A gedanken-experiment :

What would be the time complexity of one optimisation step (using some greedy “down hill” method) if I would like to do max likelihood with STAN on a single layer neural network (one input/one output) with M neurons ? For a fixed amount of input output pairs, N ?

Would it be O(M^3) ?

Cheers

Jozsef

Check out the math paper for details on this stuff: https://arxiv.org/abs/1509.07164

Stan uses the same sorta algorithms that everyone else does – so the theoretical scalings should be comparable between frameworks. The split is forward mode vs. reverse mode autodiff.

Forward mode scales better for problems with few inputs, reverse for problems with few outputs. When sampling a log density in HMC, you’ve just got one output so reverse mode autodiff works nicely. Same argument for optimization problems.

There’s probably room for confusion on how complexity is written out. One gradient descent step takes one reverse mode autodiff pass, but the things you do inside that pass could be complicated things. Depends on what you’re looking – if you care about the calculations inside your model or just how the autodiff is arrange.

edit: Edited to clarify a couple things, hope that helps!

@bbbales2

Wow, this is very cool !

It sounds like a free monad :)

Oppps… http://h2.jaguarpaw.co.uk/posts/symbolic-expressions-can-be-automatically-differentiated/

http://blog.sigfpe.com/2017/06/

this Haskell is pretty good for these things, or not ?

:) apparently it is ? lol …

Anyway… interesting stuff !

Thanks for pointing me towards this paper !

Hmm… I found this paper, looked really interesting, then I got disappointed because there seems to be no working code anywhere : http://mlg.eng.cam.ac.uk/adam/icfp2018.pdf :(

So that is basically a paper describing what ppl should do but … it seems that other than saying what ppl should do… there is not much stuff there which actually works in practice… so probably I do not look really into that direction any more.

Regards,

Jozsef

What?

If you want to compute the Jacobian of a function with M outputs and N inputs, it’s M reverse mode passes or N forward mode passes.

What I meant is that you had “few” in there twice, so couldn’t really parse what you were trying to say.

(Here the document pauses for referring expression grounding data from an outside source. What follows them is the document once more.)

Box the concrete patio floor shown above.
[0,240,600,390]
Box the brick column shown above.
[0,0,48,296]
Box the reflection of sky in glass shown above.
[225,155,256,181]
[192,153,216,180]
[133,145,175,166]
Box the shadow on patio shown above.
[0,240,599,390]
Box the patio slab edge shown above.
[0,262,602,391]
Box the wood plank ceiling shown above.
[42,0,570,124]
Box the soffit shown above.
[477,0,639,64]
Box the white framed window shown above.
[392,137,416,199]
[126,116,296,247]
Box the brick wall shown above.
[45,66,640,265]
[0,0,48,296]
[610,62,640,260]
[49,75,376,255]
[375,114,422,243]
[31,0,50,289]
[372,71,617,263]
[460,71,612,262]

From your message now it seems you pick the mode according to the smaller of N and M.

1 Like

That’s what we’d call a logistic regression. David McKay, in his info theory book, presents logistic regression as classification with a single neuron.

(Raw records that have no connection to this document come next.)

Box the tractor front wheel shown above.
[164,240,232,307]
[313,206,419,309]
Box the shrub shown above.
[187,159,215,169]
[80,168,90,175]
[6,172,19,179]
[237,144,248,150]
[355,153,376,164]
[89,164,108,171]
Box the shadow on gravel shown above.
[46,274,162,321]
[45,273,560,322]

If there are N observations with M continuous predictors (“neurons”) and a single binary output y then you have a data matrix x of size N \times M, and a coefficient vector \beta of size M, and a binary observation array y you need to evaluate the log likelihood function

\mathcal{L}(\theta) = \log \mbox{bernoulli}(y \mid \mbox{logit}^{-1}(x \, \beta))

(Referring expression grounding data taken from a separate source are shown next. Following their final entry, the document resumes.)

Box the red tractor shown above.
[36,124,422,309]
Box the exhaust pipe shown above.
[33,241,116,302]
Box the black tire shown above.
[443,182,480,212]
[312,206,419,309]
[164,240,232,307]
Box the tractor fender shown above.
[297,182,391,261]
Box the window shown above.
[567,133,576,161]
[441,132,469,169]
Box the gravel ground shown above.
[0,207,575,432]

The matrix-vector multiply requires N \times M multiply-add operations, the inverse logit requires N additions, subtractions, and exponentiations, and the Bernoulli requires N conditionals and N logarithms. It’s not quite done that way because have a bernoulli_logit function that composes the operations and provides more stable arithmetic and unfolded derivatives. But at worst, it’s \mathcal{O}(N \times M). The derivatives require the same number of operations.

Since the paper that you cite, Gharamani’s been involved in both Turing for the Julia language and Pyro which is built on top of PyTorch.

Forward mode is also faster in theory, but less developed in our implementation. So there’d have to be a multiple in there that would change depending on the problem.

There’s also the issue of what you want to compute in the end. We sometimes want things like Hessian-vector products or directional derivatives, which changes the way we want to calculate.